If you go to a fast food chain, and go to an organic shop, the difference in
the look of the customers is drastic. You might be getting your food quicker,
maybe even cheaper, but you end up losing out at the end.

------
ianterrell
The founder of Patagonia, Yvon Chouinard, writes about a related topic on the
supply side in his book, "Let My People Go Surfing." The way he phrases it is,
"What is the company's real product?" and he defines product as that which the
company makes its decisions around.

Some of it is a little simplistic, but the points that have stayed with me are
1) the product of a large publicly traded company is its stock price, and 2)
the product of a small scrappy start up is the start up itself.

------
lrobb
_Do you really need to write up a whole framework of code to justify the price
you put on a site? Not at all! They're not paying you to write code: they're
paying you to get them a result._

This.

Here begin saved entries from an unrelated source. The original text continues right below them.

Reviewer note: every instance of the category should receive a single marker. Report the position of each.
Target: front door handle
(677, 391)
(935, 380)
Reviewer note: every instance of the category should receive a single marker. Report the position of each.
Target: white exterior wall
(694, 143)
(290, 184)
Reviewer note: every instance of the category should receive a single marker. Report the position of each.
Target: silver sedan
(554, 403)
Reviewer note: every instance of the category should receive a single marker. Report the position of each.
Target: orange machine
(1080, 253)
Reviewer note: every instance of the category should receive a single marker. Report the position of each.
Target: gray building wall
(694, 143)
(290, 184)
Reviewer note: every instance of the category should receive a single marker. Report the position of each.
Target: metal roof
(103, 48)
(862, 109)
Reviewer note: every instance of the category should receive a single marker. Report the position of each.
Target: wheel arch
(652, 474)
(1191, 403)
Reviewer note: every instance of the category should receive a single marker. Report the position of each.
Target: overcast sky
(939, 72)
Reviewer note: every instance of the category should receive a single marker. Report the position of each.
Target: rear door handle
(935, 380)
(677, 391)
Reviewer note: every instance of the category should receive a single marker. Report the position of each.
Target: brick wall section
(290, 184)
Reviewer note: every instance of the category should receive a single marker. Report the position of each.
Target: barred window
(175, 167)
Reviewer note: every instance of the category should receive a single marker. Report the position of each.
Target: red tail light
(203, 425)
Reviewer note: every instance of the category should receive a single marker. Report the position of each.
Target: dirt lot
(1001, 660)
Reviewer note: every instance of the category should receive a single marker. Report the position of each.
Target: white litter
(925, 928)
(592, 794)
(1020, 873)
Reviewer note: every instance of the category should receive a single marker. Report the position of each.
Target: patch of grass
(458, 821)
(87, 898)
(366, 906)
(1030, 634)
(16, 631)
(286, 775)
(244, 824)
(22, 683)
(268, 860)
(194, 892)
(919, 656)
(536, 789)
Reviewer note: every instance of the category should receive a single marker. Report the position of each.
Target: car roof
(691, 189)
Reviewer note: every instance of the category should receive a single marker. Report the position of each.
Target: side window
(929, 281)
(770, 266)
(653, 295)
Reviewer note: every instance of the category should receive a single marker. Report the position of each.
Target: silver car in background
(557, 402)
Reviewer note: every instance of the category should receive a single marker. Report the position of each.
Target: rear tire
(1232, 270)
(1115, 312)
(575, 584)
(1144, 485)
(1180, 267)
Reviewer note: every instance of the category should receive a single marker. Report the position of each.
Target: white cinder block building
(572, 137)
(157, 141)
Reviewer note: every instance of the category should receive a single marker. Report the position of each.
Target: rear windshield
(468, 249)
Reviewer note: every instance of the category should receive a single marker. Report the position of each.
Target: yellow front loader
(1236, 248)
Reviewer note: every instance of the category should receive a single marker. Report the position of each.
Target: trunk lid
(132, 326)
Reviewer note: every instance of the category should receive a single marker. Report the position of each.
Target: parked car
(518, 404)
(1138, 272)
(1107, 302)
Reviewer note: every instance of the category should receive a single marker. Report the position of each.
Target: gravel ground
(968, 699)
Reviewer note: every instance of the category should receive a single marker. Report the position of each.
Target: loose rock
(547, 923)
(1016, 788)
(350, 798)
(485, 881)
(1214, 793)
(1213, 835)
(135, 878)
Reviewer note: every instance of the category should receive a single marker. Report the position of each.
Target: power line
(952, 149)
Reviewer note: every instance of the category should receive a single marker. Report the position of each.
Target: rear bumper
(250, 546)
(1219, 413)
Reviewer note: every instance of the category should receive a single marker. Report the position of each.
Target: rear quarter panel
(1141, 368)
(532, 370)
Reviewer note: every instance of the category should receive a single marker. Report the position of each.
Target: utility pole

I'm reminded of the post by Rob about his startup acquisition... The
interviewers were asking him why he didn't rewrite a site written in classic
ASP to node.js/mongo... Completely missing the point that the code behind the
button made absolutely no difference in the sale or functionality of the
product.

------
tzaman
Ah yes, this goes hand in hand with my mantra: a product (be it IT or
physical) is only worth as much as people are willing to pay for it.

------
dfragnito
Software IS a Service (SIAS)!!

------
funkah
In the past I have also heard that McD's business is not fast food (nor real
estate) but food arbitrage. I suspect this says more about the person doing
the analysis at the time than it does about McD's business. They sell
hamburgers.

------
Porter_423
McDonald's business is not about fast food,rather it provides information
about food.Actually business is depend not only by the product but also much
more depend on its Advertisement.That's why McDonald's business is so popular
in America.